Dartmouth started Saturday's game as if it would settle the issue very quickly. Quarterback Gene Ryzewicz and Running Backs Dave Boyle and Steve Luxford gained ground consistently on sweeps, while the Harvard offense was slowed by fumbles and weak passing. Dartmouth took the opening kickoff 70 yards to the Harvard one-foot line, but a penalty and a long loss stopped the drive. The Indians were not discouraged, and just kept coming at the beleaguered Harvard defense. "Their line outweighed us," said Blackman later, "and their ends played in pretty tight. So our plan was to run around them. We showed early that we could do it." Dartmouth scored after recovering a Harvard fumble in the second period, and ground out another touchdown drive to lead 14-0 at the half. When Ryzewicz scored on a short run in the third period the result appeared to be strictly academic.

But when it comes to football games, nothing is academic in the Ivy League. Late in the third period Dartmouth had the ball third and 14 deep in its own territory. Blackman ordered a quick kick. It was a logical enough move for a team ahead by three touchdowns, and one which immediately backfired. Bill Koenig's punt traveled only 21 yards to the Dartmouth 39. Ric Zimmerman, the Harvard quarterback who had completed two of his first 14 passes and fumbled twice, suddenly started doing things quite well. Second-string Halfback Ray Hornblower, who replaced Will Stargel in the third period, contributed some very good runs, and Harvard found it could move as Hornblower scored the first touchdown. Three minutes later Bill Cobb blocked a Dartmouth punt that was recovered on the two-yard line, and from there tough little Halfback Vic Gatto scored. On the second play after the following kickoff, Tom Wynne, who was substituting for Harvard's injured safety man, John Tyson, intercepted a pass. With Gatto carrying on five of the six plays, the Crimson went 19 yards for its third touchdown in less than seven minutes and took an astonishing 21-20 lead.

"After Wynne's interception," said Blackman, "I would have bet anything Harvard would score. They were really up. But I also thought we could come back again." And Dartmouth did, with Ryzewicz directing a slow, grinding march from his own 25 that moved the ball deep into Harvard territory.

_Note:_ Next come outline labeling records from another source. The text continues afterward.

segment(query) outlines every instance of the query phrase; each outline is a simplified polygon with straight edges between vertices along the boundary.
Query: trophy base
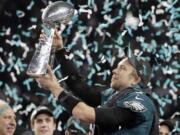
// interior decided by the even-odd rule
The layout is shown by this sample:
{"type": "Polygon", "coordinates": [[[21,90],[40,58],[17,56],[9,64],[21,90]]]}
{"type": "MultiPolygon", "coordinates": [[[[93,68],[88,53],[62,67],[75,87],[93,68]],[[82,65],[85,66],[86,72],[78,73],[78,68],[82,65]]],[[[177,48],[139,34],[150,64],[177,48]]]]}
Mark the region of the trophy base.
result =
{"type": "Polygon", "coordinates": [[[32,72],[26,72],[26,74],[28,75],[28,76],[31,76],[31,77],[41,77],[41,76],[44,76],[45,74],[37,74],[37,73],[32,73],[32,72]]]}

Then, with a second and eight on the 22, Ryzewicz swept to his left on a play that had worked well all day, but End Bob Hoffmann broke down the blocking and forced Gene out of bounds for no gain. "My arm was over his shoulder as I hit him and my hand hit his face mask," Hoffmann said. "I didn't grab it. But the ref called it on me."

The 15-yard penalty brought the ball close enough for a Dartmouth field-goal attempt, but on the sidelines sophomore Pete Donovan was praying for a touchdown. "I was really nervous," he said. "I sure hoped I wouldn't have to go out there." But he did have to go out there, and even if he needed two tries he managed to win the game.

The victory did not guarantee any championships—Dartmouth must face a very good Yale team this week—but it was a sweet win to get, and Blackman beamed as he shook the hand of each of his players. Across the field house in a quieter dressing room, Yovicsin moved slowly among the lockers, putting an arm around each of his men. "We were good and so were they," said Guard Al Bersin. "We have no sour grapes." Other players just sat and stared silently at the floor. "Keep your heads up," growled an assistant coach. "You're Harvard men."

PHOTO

All eyes are on the near goalpost as Dartmouth's Pete Donovan (16) watches his game-winning field goal soar over the bar. The most discouraged Harvard player is Captain Don Chiofaro (64), who gave Donovan a second try when he lined up offside on the previous kick, which missed.